On peut tous les aider...


En attendant la réouverture du service, les urgences vitales sont assurées par le SMUR. Une réserve sanitaire sera mise en place mercredi 10 novembre, mais cette solution n’est que provisoire et Caroline Bremaud, médecin, cheffe des urgences du CH de Laval ne peut que le regretter :


"En fait ça va durer 15 jours et après on repart dans de la galère… L’avenir c’est compliqué, on a peut-être quelques perspectives sur l’année prochaine, on a notre docteur junior qui sera en autonomie à partir de janvier, mais il ne va pas compenser tous les départs. Et si, à un moment, il n’y a pas de prise de conscience au niveau national qu’il faut prendre soin de l’hôpital public, on va dans le mur complètement, c’est une catastrophe. Il faut absolument que la population nous soutienne !"

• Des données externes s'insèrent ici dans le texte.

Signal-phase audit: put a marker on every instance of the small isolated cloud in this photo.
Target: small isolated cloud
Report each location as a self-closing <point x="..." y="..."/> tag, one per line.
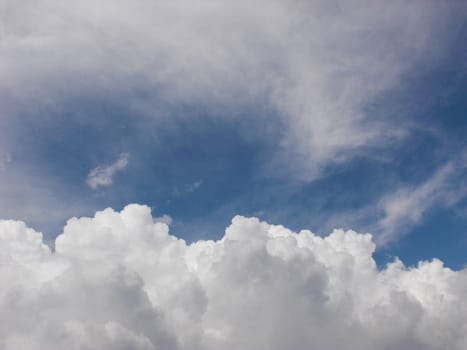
<point x="193" y="186"/>
<point x="406" y="206"/>
<point x="5" y="158"/>
<point x="103" y="175"/>
<point x="119" y="280"/>
<point x="166" y="219"/>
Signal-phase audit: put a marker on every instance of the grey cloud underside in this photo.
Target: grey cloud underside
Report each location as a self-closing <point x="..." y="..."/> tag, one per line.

Titre :Caroline Bremaud, cheffe des urgences du CH de Laval

Crédit :Emilie Plantard

En soutenant leur action


C’est également la position de la CGT du CH de Laval. Le personnel des urgences est en grève illimitée depuis le 9 octobre mais, face au manque d’effectif, est assigné à travailler. Méryame El Hamdaoui est aide-soignante aux urgences de Laval et déléguée CGT, elle espère une mobilisation plus large de l’hôpital, voire de la population, pour faire faire pression sur la direction. Pour elle, l’idéal serait un mouvement collectif. 

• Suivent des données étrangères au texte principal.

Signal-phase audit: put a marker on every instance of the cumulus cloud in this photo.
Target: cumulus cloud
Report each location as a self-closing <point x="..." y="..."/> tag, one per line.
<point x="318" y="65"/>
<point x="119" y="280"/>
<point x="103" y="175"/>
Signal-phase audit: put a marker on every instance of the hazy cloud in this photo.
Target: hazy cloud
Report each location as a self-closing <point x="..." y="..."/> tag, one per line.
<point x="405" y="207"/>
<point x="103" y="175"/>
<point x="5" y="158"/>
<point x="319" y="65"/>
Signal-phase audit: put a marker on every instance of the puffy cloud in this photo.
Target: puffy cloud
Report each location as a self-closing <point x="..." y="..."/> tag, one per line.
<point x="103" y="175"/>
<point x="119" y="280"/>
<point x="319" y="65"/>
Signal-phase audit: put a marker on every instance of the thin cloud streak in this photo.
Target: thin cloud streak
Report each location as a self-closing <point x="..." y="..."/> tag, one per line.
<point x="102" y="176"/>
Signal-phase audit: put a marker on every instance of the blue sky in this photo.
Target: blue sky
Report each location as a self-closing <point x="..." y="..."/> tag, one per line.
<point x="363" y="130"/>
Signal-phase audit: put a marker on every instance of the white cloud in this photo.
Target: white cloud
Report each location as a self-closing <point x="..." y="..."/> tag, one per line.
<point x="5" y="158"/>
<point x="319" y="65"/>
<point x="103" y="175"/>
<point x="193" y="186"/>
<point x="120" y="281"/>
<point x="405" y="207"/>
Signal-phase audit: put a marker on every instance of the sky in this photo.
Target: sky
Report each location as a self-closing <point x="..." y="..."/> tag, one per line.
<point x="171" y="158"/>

"Ce serait d’y croire, de se battre mais tous ensemble en fait. C’est en faisant du bruit et en mobilisant la population qu’ils vont peut-être nous entendre. Parce que si on crie juste devant l’hôpital sans rien faire de plus… Voilà. C’est aussi en étant mobilisé, en se disant on est tous ensemble, on est dans le même bateau et on avance ensemble c’est l’unité qui fera la force. Et vous attendez que la population vous suive ? Oui, ce serait le plus important. Parce que ce sont eux les patients de demain. Et donc il faut qu’ils agissent avec nous. Vous aussi. On est tous susceptibles d’être un jour patient."

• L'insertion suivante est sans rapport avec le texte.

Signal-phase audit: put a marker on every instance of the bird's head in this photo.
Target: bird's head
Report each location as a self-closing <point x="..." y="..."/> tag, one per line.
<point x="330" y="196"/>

Titre :Méryame El Hamdaoui, déléguée CGT

Crédit :Emilie Plantard

Des conditions de travail infernales


La situation n’est plus tenable. Les patients, en attendant des heures aux urgences, sont maltraités. Mais le personnel l’est tout autant. D’où l’hémorragie de personnel au sein des services. Le Dr Caroline Brémaud, cheffe du service des urgences ne compte plus ses heures, au moins 70 par semaine. Elle témoigne de la fatigue, de la difficulté à accepter certaines choses malgré la solidarité au sein de son équipe :


"On n’arrive pas à poser tous nos congés, et moi je suis revenue sur mes vacances samedi par exemple. Mais depuis que je travaille, je n’ai jamais pris de congés complets. J’ai toujours été obligée de revenir soit une date au milieu de mes vacances, soit sacrifier le week-end de début soit le week-end de fin de mes vacances. Ça fait longtemps que j’ai renoncé à avoir une vie sociale programmée. Je ne fais que des activités de dernière minute. En fait, ce n’est pas tellement qu’on dépasse les horaires, ce n’est pas tellement le problème de rentrer chez soi à 22H ai lieu de finir à 20H30, c’est le problème d’être obligé de revenir sur une journée ou une nuit entière. Le faire de temps en temps parce qu’il y a un collègue en arrêt ou quelque chose, on se dit oui, c’est normal, mais c’est devenu la norme en fait. On est en train de tirer la santé vers le bas et personne ne dit rien en fait." 

Titre :Caroline Brémaud, cheffe du service des urgences

Crédit :Emilie Plantard

La CGT envisage une journée d’action le 4 décembre prochain. Le personnel gréviste attend la mobilisation de tout le personnel soignant et non soignant de l’hôpital, mais aussi de la population.